By depositing into the Ender Bond, not only will you receive a bond NFT which represents your principal deposit in ETH or LSTs, you will also mint the respective amount of your deposit in our own hyperliquid LST or HLST, a principal LST, endETH.
Our principal LST, endETH, represents the bonded LSTs via the Ender Bond, which does not have its own yield, but allows you to maintain liquidity over your deposit, while also gaining the benefits of the bond rewards, in END tokens.
This means, you will earn END tokens as well as having endETH which is stripped of its yield, which you can get via the yield token by staking it for compressed or concentrated yield.
Hyper Liquid Staking
So now you have many options and a plethora of yield opportunities.
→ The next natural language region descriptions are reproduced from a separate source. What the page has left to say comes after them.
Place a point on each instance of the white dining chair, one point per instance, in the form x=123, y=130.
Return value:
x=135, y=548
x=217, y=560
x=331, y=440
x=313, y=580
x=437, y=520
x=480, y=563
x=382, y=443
By supplying the yield liquidity via the bonds, you can sell the yield tokens to others, and take fees from the trading of your LST yield. While at the same time, you get access to your underlying deposit in our native LST, which is stripped of its yield, considered as the principal LST.
You can then LP the endETH with END, or other LSTs to get additional yield, or, you can trade your endETH for other LSTs, then re-deposit it into further bonds. The bonds themselves are then free float which can be also traded on the market, thereby creating potential arbitrage opportunities for bonds to be traded and endETH to be purchased at a discounted rate to then redeem the bond deposit principal for profit.
This is why we consider this a hyperliquid LST. It creates a highly liquid, capital efficient market, all without leverage or risk of liquidation, while putting the deposits' yield in the protocol into overdrive maximizing the staking yields of the END token.